A red neonsign of a questionmark

When giving feedback on complex material and finding something unexpected, there are almost always two alternative explanations.

The one to first come to mind is often This is wrong!. The other one, easy to miss, is a parallel path of I am missing important information.

Before I know what the case is, I try to act as if the cat is both dead and alive at the same time. Both options are true and false. It keeps the door open for different scenarios, and have respect for the competence in the person receiving feedback.

Take a code review as an example, where I encounter some asynchronicity. that looks like it would cause a race condition.

Lets look at the alternative conversations.

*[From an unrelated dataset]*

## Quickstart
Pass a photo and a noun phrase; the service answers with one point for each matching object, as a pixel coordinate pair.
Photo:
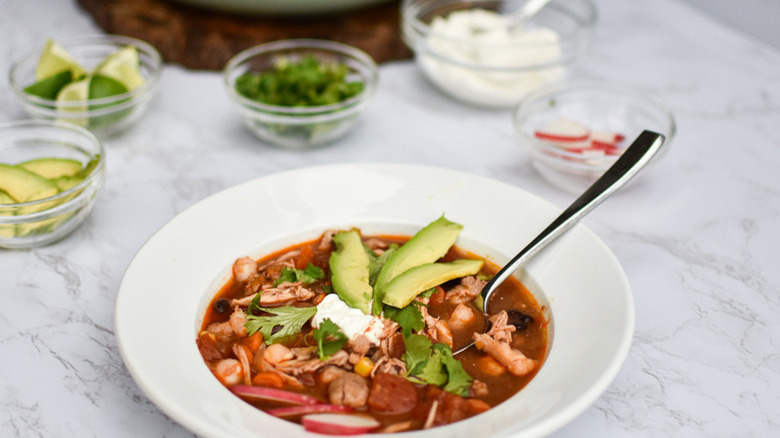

  1. I am correct and don’t ask questions

    - Race condition, fix it!.

    - Oh, thank you for spotting. I knew I had to fix it, but forgot.

  2. I am correct and phrase it as a question

    - This looks like something that could cause a race condition. Or is there anything I am missing?

    - Oh, thank you for spotting. I knew I had to fix it, but forgot.

  3. I am wrong and don’t ask questions

    - Race condition, fix it!.

    - This part of the data is immutable now. You must have worked with the other team the week we changed that. Good I got to tell you!

  4. I am wrong and phrase it as a question

    - This looks like something that could cause a race condition. Or is there anything I am missing?

    - This part of the data is immutable now. You must have worked with the other team the week we changed that. Good I got to tell you!

The tone shifts a lot depending on how the first sentence is phrased. And the difference is clearest when the reviewer is wrong.

There is a risk of not sounding sincere in the question, then it won’t work. People who are underestimated might seem ignorant rather than humble. That has to be taken into account.